When Monet, his future wife Alice Hoschedé, and their combined brood of eight children moved to Giverny in April 1883, it was a tiny village of just three hundred inhabitants, situated at the confluence of the Seine and the Epte about forty miles northwest of Paris. Upon their arrival there, the family rented a large, pink stucco house on two acres of land, sandwiched between the main village road (now known as the rue Claude Monet) and the regional thoroughfare connecting Vernon and Gasny (the Chemin du Roy). The house boasted a kitchen garden and orchard in front and a barn to the west that Monet converted into a studio; it was only after he bought the property in 1890 that he initiated its ambitious and expensive transformation into the floral and aquatic wonderland that was so admired in his later years.
During the first few months that he spent at Giverny, Monet focused his attention on the familiar motif of the Seine, which had been the subject of so many of his paintings during the previous ten years. "It always takes a while to get to know a new landscape," he explained, with some trepidation, to Durand-Ruel (quoted in ibid., p. 19). Yet after returning to Giverny in April 1884 following a three-month trip to the Italian Riviera, Monet embraced the landscape near his new home whole-heartedly. Over the course of the next two years, he produced a remarkably diverse corpus of landscapes in every season, painting on the hill overlooking his house, in the village, on the roads leading to nearby towns, in the fields, and along the riverbanks. The journalist Georges Jeanniot, who accompanied Monet on an excursion into the countryside near Giverny in 1888, recalled, "He would stop before the most dissimilar scenes, admiring each and making me aware of how splendid and unexpected nature is... He is always working on two or three canvases at once: he brings them all along and puts them on the easel as the light changes. This is his method" (quoted in exh. cat., op. cit., 1978, p. 21).

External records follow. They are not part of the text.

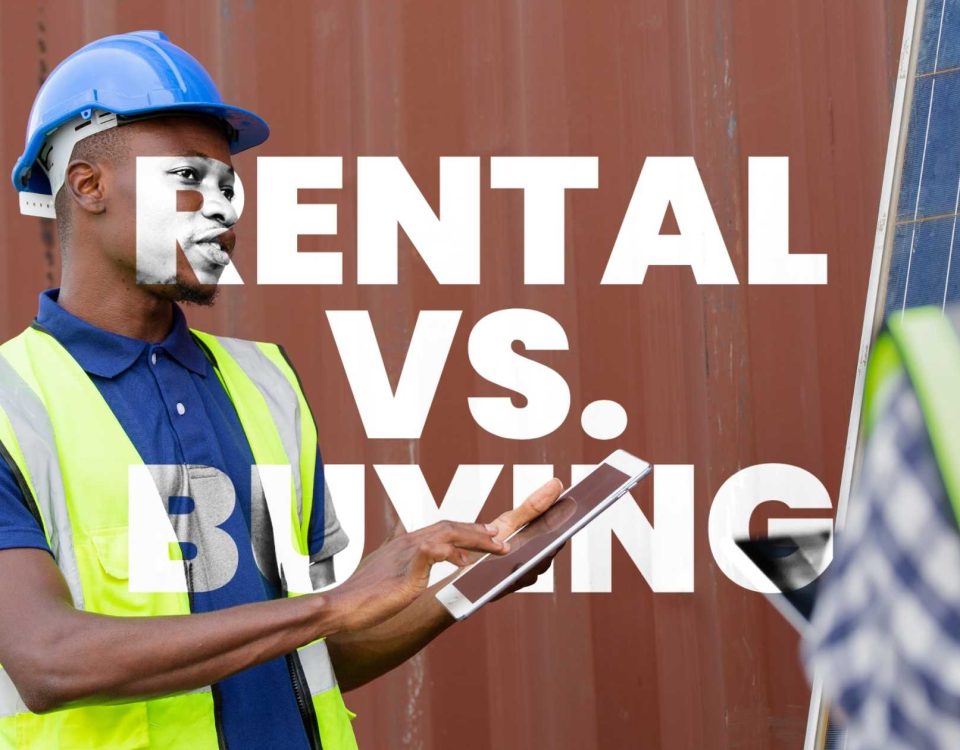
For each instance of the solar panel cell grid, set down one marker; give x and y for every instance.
(923, 268)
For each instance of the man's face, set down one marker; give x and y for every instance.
(185, 201)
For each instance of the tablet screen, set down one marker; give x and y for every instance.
(537, 535)
(792, 563)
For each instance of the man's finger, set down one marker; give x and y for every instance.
(471, 536)
(533, 506)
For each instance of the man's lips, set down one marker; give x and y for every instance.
(225, 238)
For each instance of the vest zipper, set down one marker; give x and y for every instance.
(304, 702)
(214, 689)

In January 1885, the average temperature at Giverny was minus 6 degrees Celsius, and heavy snow blanketed the region, recasting the familiar landscape in shades of white, silver, and blue. Inspired by this wintry spectacle and undeterred by the harsh conditions, Monet rushed outdoors to paint, producing nine views of Giverny and its environs before the snow and ice had time to melt (Wildenstein, nos. 961-968). In a letter to Durand-Ruel, he exclaimed, "I am in the snow up to my neck; I have a whole series of paintings in progress. I have only one fear, that the weather may change" (quoted in Impressionists in Winter: Effets de Neige, exh. cat., The Phillips Collection, Washington, D.C., 1998, p. 34).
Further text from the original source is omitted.